FENOMENA HUKUM NEWS || CILACAP
Suasana khidmat sekaligus meriah menyelimuti Desa Karangmangu, Kecamatan Kroya, Kabupaten Cilacap pada Jumat (19/6/2026). Ratusan warga tumpah ruah memadati jalanan untuk mengikuti tradisi tahunan Kirab Tenong dan Memetri Bumi. Ritual adat yang digelar bertepatan dengan bulan Suro ini menjadi simbol rasa syukur kolektif masyarakat atas melimpahnya hasil panen dan berkah rezeki dari Tuhan Yang Maha Esa.
Prosesi budaya ini dimulai sejak pagi hari, mengambil titik start dari Rumah Adat Desa Karangmangu menuju kawasan wisata Wana Rata. Berbagai hasil bumi, mulai dari sayur-mayur hingga buah-buahan segar, dirangkai apik membentuk gunungan raksasa sebagai simbol kemakmuran para petani setempat.
Arak-arakan kirab berlangsung semarak dengan perpaduan nilai sakral dan hiburan rakyat. Kepala Desa Karangmangu, Suparman, tampak berjalan kaki di barisan depan bersama perangkat desa dan pemangku adat. Di belakangnya, barisan ibu-ibu dengan anggun membawa hasil bumi, diiringi rancaknya tarian tradisional Banyumasan dan alunan musik angklung. Tak ketinggalan, para pemuda desa dengan penuh semangat memikul tenong wadah bambu tradisional—yang berisi aneka makanan pasar dan tumpeng untuk dinikmati bersama.
Agenda tahunan ini turut dihadiri oleh jajaran tokoh penting regional. Tampak hadir Kepala Disparpora Kabupaten Cilacap Budi Narimo, Camat Kroya Kusnadi, jajaran Pemerintah Desa Karangmangu, Ketua RT/RW, serta tokoh masyarakat. Kenyamanan dan keamanan jalannya acara pun terjaga berkat sinergi dari unsur TNI, Polri, Linmas, hingga anggota Banser.
Setibanya di kawasan wisata Wana Rata, seluruh peserta kirab melebur dalam prosesi doa bersama. Acara kemudian dilanjutkan dengan tradisi kembul bujana atau makan bersama dari isi tenong yang dibawa warga. Momen ini mempertegas hilangnya sekat sosial dan menguatkan tali persaudaraan antarwarga.
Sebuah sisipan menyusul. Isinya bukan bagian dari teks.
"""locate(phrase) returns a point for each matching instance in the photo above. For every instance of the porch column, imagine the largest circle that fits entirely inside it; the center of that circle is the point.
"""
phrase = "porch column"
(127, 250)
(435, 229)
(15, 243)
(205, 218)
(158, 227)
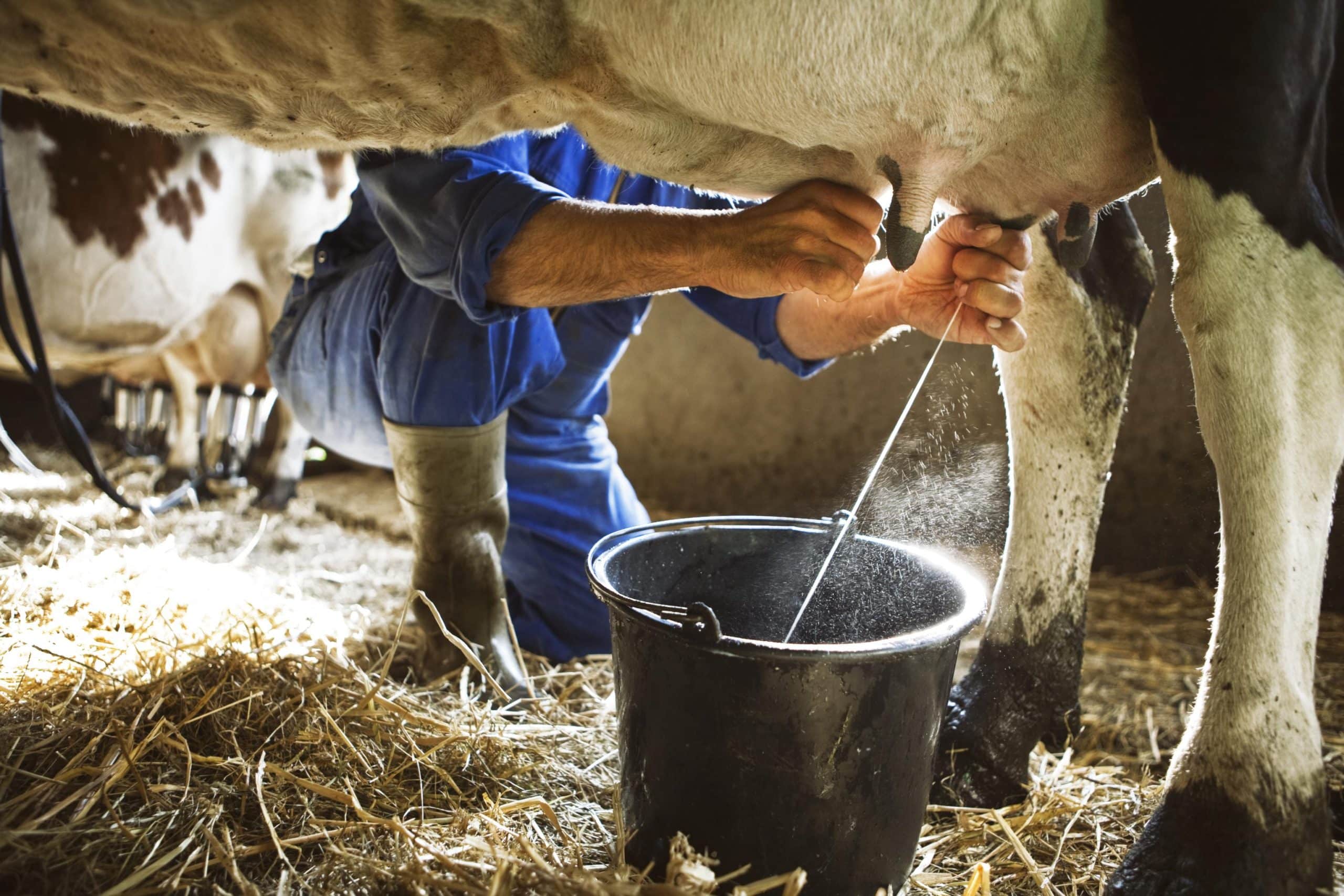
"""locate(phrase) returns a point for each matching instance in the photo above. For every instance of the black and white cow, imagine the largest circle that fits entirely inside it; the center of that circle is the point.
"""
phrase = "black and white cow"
(1027, 111)
(158, 258)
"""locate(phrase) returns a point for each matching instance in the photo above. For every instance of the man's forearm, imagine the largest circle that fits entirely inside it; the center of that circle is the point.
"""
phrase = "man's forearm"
(815, 328)
(577, 251)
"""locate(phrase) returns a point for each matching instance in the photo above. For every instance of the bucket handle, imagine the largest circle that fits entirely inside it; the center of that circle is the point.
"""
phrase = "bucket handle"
(697, 620)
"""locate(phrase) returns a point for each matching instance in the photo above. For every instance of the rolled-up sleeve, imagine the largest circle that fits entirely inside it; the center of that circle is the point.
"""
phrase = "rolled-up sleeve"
(754, 320)
(449, 215)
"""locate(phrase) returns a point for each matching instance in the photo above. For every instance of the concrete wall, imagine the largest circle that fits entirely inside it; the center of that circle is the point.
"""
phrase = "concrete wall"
(705, 426)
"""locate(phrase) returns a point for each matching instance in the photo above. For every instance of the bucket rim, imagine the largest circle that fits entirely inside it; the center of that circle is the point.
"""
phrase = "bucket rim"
(942, 633)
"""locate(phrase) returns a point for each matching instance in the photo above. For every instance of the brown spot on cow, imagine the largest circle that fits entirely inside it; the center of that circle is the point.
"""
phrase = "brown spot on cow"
(174, 212)
(82, 194)
(334, 171)
(198, 202)
(210, 170)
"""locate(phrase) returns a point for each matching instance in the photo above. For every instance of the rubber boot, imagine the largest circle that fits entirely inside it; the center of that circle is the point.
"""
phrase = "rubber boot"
(450, 484)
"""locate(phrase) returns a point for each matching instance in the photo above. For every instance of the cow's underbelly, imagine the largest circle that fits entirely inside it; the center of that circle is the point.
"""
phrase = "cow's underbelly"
(1014, 108)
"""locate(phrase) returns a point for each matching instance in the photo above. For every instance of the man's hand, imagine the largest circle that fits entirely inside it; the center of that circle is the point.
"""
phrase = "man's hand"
(814, 237)
(976, 263)
(967, 261)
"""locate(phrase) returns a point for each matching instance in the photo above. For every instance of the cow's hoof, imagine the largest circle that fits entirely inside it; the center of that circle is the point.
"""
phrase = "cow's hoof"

Sebagai puncak dari rangkaian bersih desa ini, panitia menggelar pertunjukan wayang kulit semalam suntuk pada malam harinya. Pertunjukan ini dihadirkan bukan sekadar sebagai hiburan, melainkan sebagai komitmen konkret desa dalam melestarikan kesenian tradisional.
Dalam sambutannya, Kepala Desa Karangmangu, Suparman, menyampaikan apresiasi mendalam kepada seluruh pihak yang terlibat atas kelancaran acara ritual adat ini. "Alhamdulillah, acara Kirab Tenong dan Memetri Bumi tahun ini berjalan dengan lancar. Terima kasih kepada seluruh panitia, RT/RW, tokoh masyarakat, aparat keamanan, dan seluruh warga Desa Karangmangu yang telah bergotong-royong menyukseskan kegiatan ini," ujar Suparman yang juga menekankan pentingnya menjaga konsistensi pelaksanaan tradisi ini demi generasi masa depan.
"Tradisi seperti ini harus terus kita jaga sebagai sarana mempererat tali silaturahmi, memperkuat rasa persaudaraan, sekaligus nguri-uri atau melestarikan budaya warisan leluhur. Semoga Allah SWT senantiasa memberikan kesehatan, keselamatan, rezeki yang melimpah, serta hasil panen yang semakin baik bagi seluruh masyarakat Desa Karangmangu," pungkasnya.
Melalui penyelenggaraan Kirab Tenong dan Memetri Bumi ini, Desa Karangmangu tidak hanya berhasil menjaga ritus agrarisnya, tetapi juga membuktikan bahwa identitas adat dan budaya Banyumasan tetap hidup, relevan, dan kokoh di tengah modernisasi zaman.